Winch Gate is now releasing Ryzom under the terms of the Free Software Foundation's GNU Affero General Public License.
All of the Ryzom artistic assets will be licensed under the Creative Commons Attribution-ShareAlike to ensure that they and any derivative art will be available to all free software projects.
The source code released totals over two (2) million lines of source code and over 20,000 high quality textures and thousands of 3D objects.
So this is great news for free projects, especially in terms of art - we all know how scarce free art is on the net.
The code will be good for educational purposes I guess.
It uses it's own proprietary 3D engine, and CEGUI for GUI.
I was forced to develop with that.
I hope this project to be buried forever, and never hear about it anymore.
IMO, they only made a somewhat decent 3dsmax exporter for animations.
I lost too much of my years on this...
What's the issue with it? Bad leadership? Crappy code base?
From just browsing the site, I was actually impressed with how far along they seem to have gotten as an indie MMO.
Me + I don't like many pieces of the design and the code. The lead is ok.
As bad experiences were accumulated (sorry for my english), I suppose I have become quite biased on this topic.
To make it shorter, I 100% hate it, that's all .
They based it on NEL, which is interesting - and which also means that they didn't write everything from scratch. It's based on a MMO framework.
So it isn't their own engine, strictly speaking.
/* Less noise. More signal. */ Ogitor Scenebuilder - powered by Ogre, presented by Qt, fueled by Passion. OgreAddons - the Ogre code suppository.
jacmoe wrote:They based it on NEL, which is interesting - and which also means that they didn't write everything from scratch.
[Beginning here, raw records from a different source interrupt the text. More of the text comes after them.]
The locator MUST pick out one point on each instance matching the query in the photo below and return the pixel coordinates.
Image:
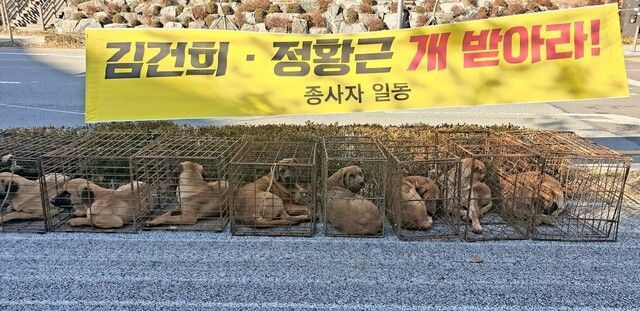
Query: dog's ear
(87, 196)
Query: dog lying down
(22, 197)
(347, 210)
(549, 201)
(198, 199)
(419, 197)
(273, 200)
(97, 206)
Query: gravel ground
(197, 271)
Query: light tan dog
(23, 196)
(519, 189)
(272, 200)
(347, 210)
(419, 199)
(475, 195)
(198, 198)
(111, 209)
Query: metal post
(400, 13)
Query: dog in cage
(22, 197)
(274, 199)
(548, 202)
(103, 208)
(198, 199)
(346, 209)
(475, 194)
(419, 197)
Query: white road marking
(43, 54)
(42, 109)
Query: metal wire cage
(354, 179)
(498, 183)
(23, 194)
(275, 189)
(103, 193)
(420, 194)
(187, 182)
(590, 181)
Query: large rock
(170, 11)
(85, 24)
(197, 25)
(115, 26)
(223, 23)
(172, 25)
(64, 25)
(299, 26)
(318, 30)
(353, 28)
(391, 20)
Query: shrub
(514, 8)
(294, 8)
(260, 15)
(317, 20)
(274, 8)
(209, 20)
(186, 21)
(374, 24)
(212, 7)
(227, 10)
(365, 8)
(277, 21)
(119, 19)
(351, 17)
(323, 5)
(104, 20)
(199, 12)
(422, 20)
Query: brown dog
(272, 200)
(22, 196)
(347, 210)
(110, 209)
(550, 197)
(198, 199)
(419, 199)
(475, 195)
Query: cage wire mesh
(187, 182)
(588, 179)
(354, 187)
(103, 193)
(420, 194)
(498, 183)
(275, 189)
(23, 192)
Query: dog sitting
(472, 188)
(22, 197)
(198, 199)
(271, 200)
(419, 199)
(346, 209)
(519, 191)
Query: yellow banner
(145, 74)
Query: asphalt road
(200, 271)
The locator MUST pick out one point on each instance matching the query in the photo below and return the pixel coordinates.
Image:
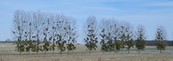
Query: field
(8, 53)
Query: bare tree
(109, 32)
(160, 38)
(140, 41)
(126, 36)
(91, 38)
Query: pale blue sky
(146, 12)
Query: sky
(149, 13)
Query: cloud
(161, 4)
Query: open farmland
(8, 53)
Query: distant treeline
(148, 43)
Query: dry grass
(8, 53)
(63, 57)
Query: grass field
(8, 53)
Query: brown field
(8, 53)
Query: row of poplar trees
(37, 31)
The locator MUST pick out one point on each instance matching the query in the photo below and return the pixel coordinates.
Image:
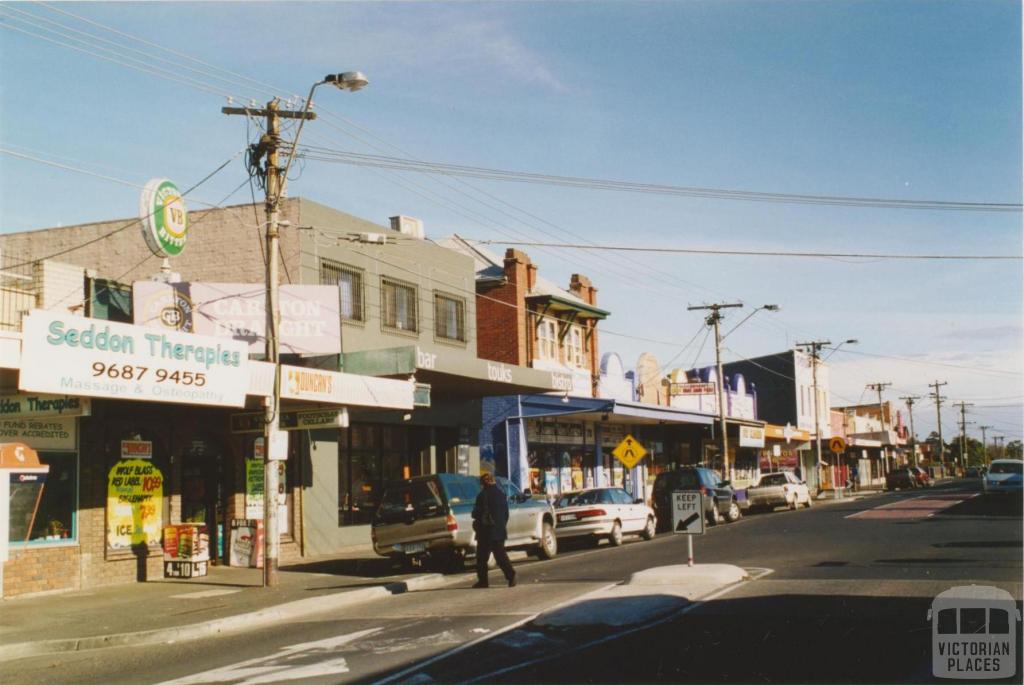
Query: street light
(275, 182)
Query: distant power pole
(938, 416)
(879, 387)
(984, 444)
(714, 319)
(963, 407)
(910, 399)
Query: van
(429, 518)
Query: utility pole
(984, 445)
(814, 348)
(879, 387)
(714, 319)
(268, 147)
(963, 407)
(910, 399)
(938, 417)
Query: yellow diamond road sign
(629, 452)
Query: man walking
(491, 516)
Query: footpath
(227, 599)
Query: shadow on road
(776, 639)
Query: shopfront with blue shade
(555, 443)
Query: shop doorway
(203, 490)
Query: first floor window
(54, 518)
(547, 340)
(398, 305)
(450, 317)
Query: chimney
(408, 225)
(582, 288)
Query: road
(843, 597)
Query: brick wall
(230, 236)
(501, 330)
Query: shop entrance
(203, 489)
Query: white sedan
(603, 512)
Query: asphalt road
(846, 600)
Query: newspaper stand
(186, 551)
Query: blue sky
(895, 99)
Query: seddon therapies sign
(74, 355)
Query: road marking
(923, 506)
(281, 666)
(205, 594)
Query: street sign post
(687, 518)
(629, 452)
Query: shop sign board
(337, 388)
(98, 358)
(253, 422)
(629, 452)
(165, 219)
(49, 433)
(134, 504)
(136, 448)
(37, 405)
(687, 513)
(752, 436)
(310, 323)
(677, 389)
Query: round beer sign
(165, 219)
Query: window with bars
(398, 305)
(349, 282)
(450, 317)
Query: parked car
(604, 513)
(1004, 476)
(719, 498)
(900, 479)
(430, 518)
(921, 475)
(778, 489)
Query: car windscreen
(419, 499)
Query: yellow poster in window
(134, 504)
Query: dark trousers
(484, 548)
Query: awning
(613, 411)
(455, 373)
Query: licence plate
(412, 548)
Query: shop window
(349, 282)
(55, 518)
(398, 305)
(450, 317)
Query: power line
(757, 253)
(381, 161)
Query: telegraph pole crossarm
(714, 319)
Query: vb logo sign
(974, 633)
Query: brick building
(525, 319)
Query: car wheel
(549, 544)
(615, 537)
(648, 530)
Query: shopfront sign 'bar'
(73, 355)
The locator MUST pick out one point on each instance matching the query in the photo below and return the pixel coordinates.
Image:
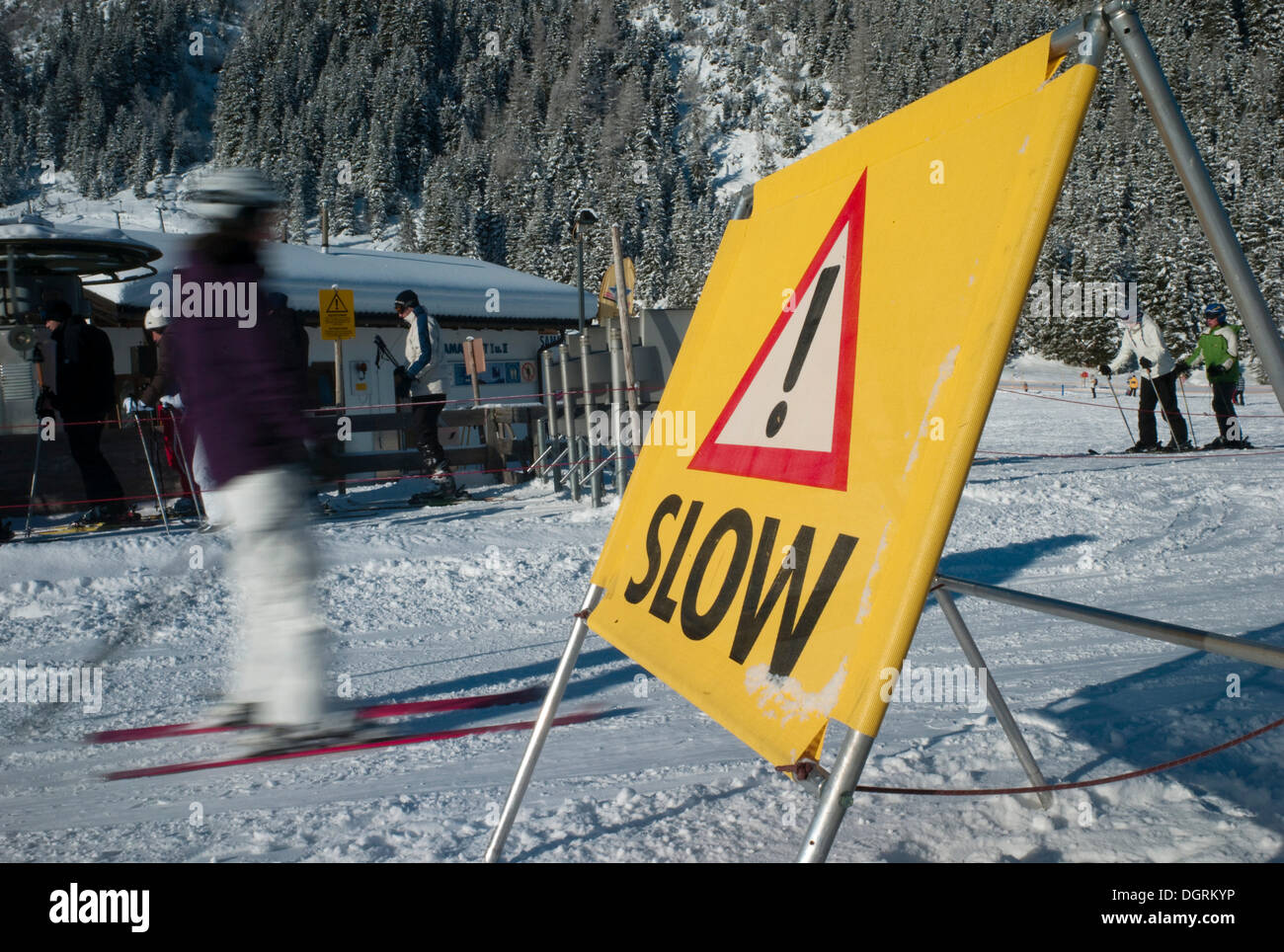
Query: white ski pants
(275, 563)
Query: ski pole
(152, 471)
(39, 360)
(35, 468)
(1109, 380)
(1181, 381)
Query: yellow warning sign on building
(835, 381)
(338, 318)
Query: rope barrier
(1075, 785)
(1156, 411)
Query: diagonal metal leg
(836, 797)
(996, 697)
(542, 726)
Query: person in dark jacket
(162, 395)
(85, 397)
(243, 390)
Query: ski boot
(184, 509)
(107, 515)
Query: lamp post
(585, 219)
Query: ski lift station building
(111, 276)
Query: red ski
(392, 741)
(396, 710)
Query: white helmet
(229, 194)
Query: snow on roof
(39, 247)
(445, 285)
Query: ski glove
(401, 382)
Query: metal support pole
(1121, 16)
(612, 339)
(996, 697)
(542, 725)
(573, 461)
(621, 309)
(836, 797)
(1240, 648)
(592, 475)
(579, 278)
(550, 413)
(35, 468)
(12, 296)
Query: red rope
(1077, 785)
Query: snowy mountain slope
(478, 596)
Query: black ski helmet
(1218, 312)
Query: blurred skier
(245, 404)
(423, 378)
(1219, 351)
(1143, 339)
(162, 395)
(85, 395)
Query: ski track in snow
(478, 598)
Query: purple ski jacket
(240, 381)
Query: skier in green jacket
(1219, 351)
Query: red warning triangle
(790, 417)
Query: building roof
(473, 291)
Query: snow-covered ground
(478, 596)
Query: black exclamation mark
(823, 286)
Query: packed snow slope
(478, 598)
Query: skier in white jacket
(1143, 339)
(422, 378)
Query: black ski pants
(101, 481)
(1160, 390)
(428, 410)
(1224, 406)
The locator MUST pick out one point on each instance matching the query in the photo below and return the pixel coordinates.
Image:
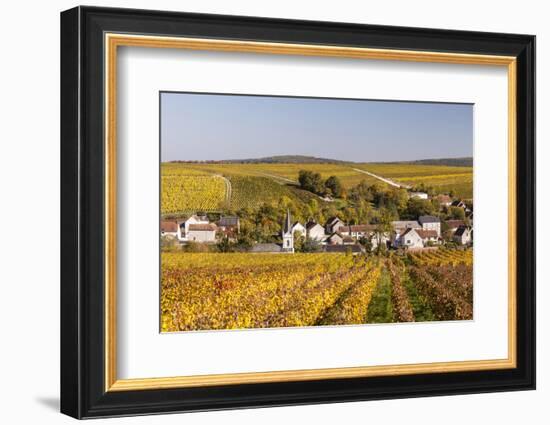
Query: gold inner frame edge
(112, 41)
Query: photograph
(280, 211)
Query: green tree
(457, 213)
(311, 181)
(335, 186)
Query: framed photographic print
(261, 212)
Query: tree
(383, 227)
(311, 182)
(311, 245)
(417, 207)
(457, 213)
(335, 186)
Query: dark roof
(210, 227)
(168, 226)
(405, 224)
(287, 226)
(343, 248)
(428, 219)
(266, 247)
(408, 230)
(424, 234)
(333, 220)
(335, 235)
(311, 224)
(229, 220)
(453, 224)
(357, 228)
(460, 231)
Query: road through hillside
(387, 181)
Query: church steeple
(287, 234)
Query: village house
(169, 228)
(461, 204)
(266, 248)
(419, 195)
(444, 200)
(205, 233)
(229, 223)
(452, 225)
(335, 239)
(192, 220)
(409, 239)
(333, 224)
(400, 226)
(429, 237)
(287, 236)
(344, 249)
(357, 231)
(463, 235)
(429, 222)
(315, 231)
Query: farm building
(357, 231)
(204, 232)
(452, 225)
(463, 235)
(229, 223)
(444, 200)
(410, 239)
(266, 248)
(169, 228)
(418, 195)
(315, 231)
(335, 239)
(428, 236)
(194, 219)
(400, 226)
(344, 249)
(333, 224)
(429, 222)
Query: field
(207, 291)
(442, 178)
(191, 187)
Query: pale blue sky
(215, 127)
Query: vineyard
(441, 177)
(182, 193)
(210, 187)
(235, 291)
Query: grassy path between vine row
(421, 309)
(380, 308)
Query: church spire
(288, 224)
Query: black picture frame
(82, 212)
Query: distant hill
(452, 162)
(304, 159)
(278, 159)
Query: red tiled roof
(168, 226)
(453, 224)
(357, 228)
(203, 227)
(424, 234)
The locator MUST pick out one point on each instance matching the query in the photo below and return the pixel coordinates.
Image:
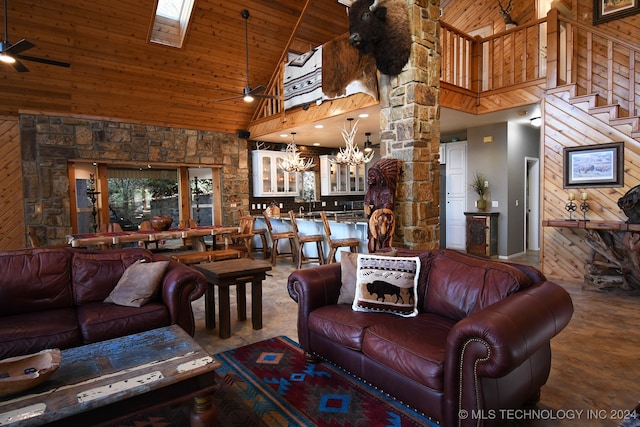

It's based on a MMO framework.
So it isn't their own engine, strictly speaking.
I had the impression it was the other way around: when creating Ryzom some years ago they separated out the engine part into the NeL project.
I was almost hoping the 3d assets were going to be in a custom game format so I could write a batch converter.
Loading 7400 meshes into Max one by one sounds a little more annoying.
No-one to my knowledge is working on the Ogre format explicitly, though there are a couple of references to people converting them to Blender (which can then be exported or used "as is" in GameKit).